It’s a small world: How Rio Cox creates people, potted plants and interiors at 1:12 their size
A steady hand helps this Lower Hutt woman create tiny scenes, people and things.
Words: Cari Johnson
Rio Cox imagined furnishing her own urban-chic apartment so, little by little, she started decorating it from scratch. She doesn’t mind that she’ll never use her posh pied-à-terre; that she will never make a cuppa or recline in the chair-and-ottoman set. Certainly not when such furnishings are 1:12 their real-life size.
Rio, a miniature maker in Lower Hutt, is adept at making everything from nothing. “You can have ‘in little’ what you can’t have or don’t want in real life,” she says. Her nimble fingers can make a potted plant from a toothpaste cap, paper and wire, and a budgie from a cotton bud. One of her larger projects is a folding display case of four storeys depicting life in Aotearoa with furniture, figures and knick-knacks all a fraction of their actual size.
Rio has tinkered with tiny things since she was a child. She and her sisters enjoyed playing with their grandmother’s doll’s house and started crafting their own doll-sized items, from matchbox beds to chairs made of cork, pins and wool. In the 1980s, she began tinkering again to create little toys and figurines for her three children. It wasn’t until she attended the nation’s first miniatures convention in Takapuna that her hobby got a whole lot larger.
Rio was “absolutely hooked” after meeting enthusiasts like herself.
Miniature enthusiasm is about cross-pollinating ideas and skills, never competition. One maker embroiders immaculate little carpets on silk gauze; another makes tiny baskets by weaving strips of painted paper. “Miniature enthusiasts aren’t secretive about how they make things. We get excited when we discover a new way. We can’t wait to show everyone how to make it,” she says.

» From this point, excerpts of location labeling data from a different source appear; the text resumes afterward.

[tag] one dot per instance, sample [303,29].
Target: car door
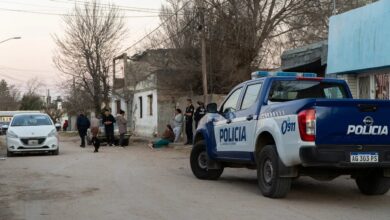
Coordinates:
[234,136]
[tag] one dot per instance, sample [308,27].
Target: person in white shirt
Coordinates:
[177,124]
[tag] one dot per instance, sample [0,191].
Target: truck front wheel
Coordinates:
[373,183]
[270,184]
[198,161]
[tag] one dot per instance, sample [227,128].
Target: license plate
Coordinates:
[32,142]
[364,157]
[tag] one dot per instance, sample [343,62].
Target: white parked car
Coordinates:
[32,132]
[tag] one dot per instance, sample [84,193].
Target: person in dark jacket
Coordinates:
[65,126]
[108,121]
[82,124]
[199,113]
[167,137]
[189,114]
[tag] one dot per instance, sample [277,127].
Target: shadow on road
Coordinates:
[341,190]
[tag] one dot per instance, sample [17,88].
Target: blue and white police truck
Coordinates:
[286,125]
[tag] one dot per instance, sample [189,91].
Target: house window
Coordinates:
[140,106]
[150,104]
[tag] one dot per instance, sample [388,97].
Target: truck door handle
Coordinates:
[367,108]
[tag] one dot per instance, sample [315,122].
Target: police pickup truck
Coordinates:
[286,125]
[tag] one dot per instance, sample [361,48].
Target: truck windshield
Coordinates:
[282,91]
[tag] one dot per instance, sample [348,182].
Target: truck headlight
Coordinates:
[11,134]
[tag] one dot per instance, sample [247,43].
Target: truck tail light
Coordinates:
[307,124]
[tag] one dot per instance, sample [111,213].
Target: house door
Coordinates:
[364,87]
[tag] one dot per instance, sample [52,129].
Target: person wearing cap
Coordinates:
[199,113]
[189,114]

The Lower Hutt Miniature Makers, a club with about 25 members, began to take shape in 1981. At the time, die-cut kits for miniature furniture had just arrived in New Zealand. Rio recalls when one such kit arrived in Lower Hutt: “One enterprizing Wellington lady asked the craft shop owner to take down phone numbers of anyone who bought a kit and, if they were willing, call her so they could help form the club,” says Rio. Makers struggling to create everything from scratch couldn’t resist, and thus the club was formed.

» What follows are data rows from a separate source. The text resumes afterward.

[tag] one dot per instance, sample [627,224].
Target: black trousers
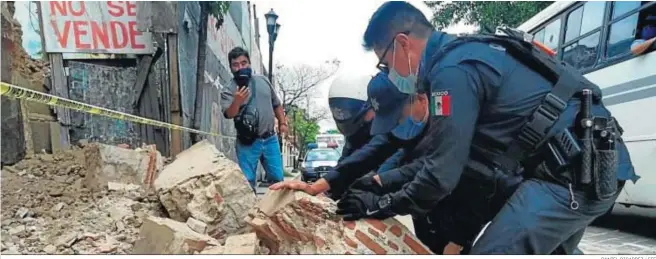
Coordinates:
[459,217]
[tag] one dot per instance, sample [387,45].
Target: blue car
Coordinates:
[318,162]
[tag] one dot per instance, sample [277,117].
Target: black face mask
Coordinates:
[243,76]
[363,133]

Everyone has a strength, says Rio, and hers is making figures. “Porcelain dolls were expensive and almost unprocurable here, so I started making my own,” she says. She made her earliest figures from pipe cleaners padded with polyester wadding; later, she graduated to polymer clay. She eventually learned to make silicon rubber moulds for resin castings, which speeds up the process of making identical figures for workshops.
Once cured, castings are cleaned, painted, wigged and dressed. Poses bring the 13-centimetre-tall figures to life, be it a mischievous boy hiding a slingshot behind his back or a flapper girl dancing flirtatiously. Outfit inspiration often comes from watching period dramas. Rio sketches outfits and scribbles down the details, noting the draping of the fabric and the corsetry of the time (which is built in at the modeling stage). Natural fibres, such as fine cottons or silks, are then cut and glued to the figure to reduce bulky seams.
In 2019, a selection of miniatures made by Lower Hutt club members were selected to re-open the Katherine Mansfield House & Garden in Wellington. Rio’s folding case was one of several projects chosen, educating visitors on the transition from fussy Victorian living to Edwardian comforts in New Zealand.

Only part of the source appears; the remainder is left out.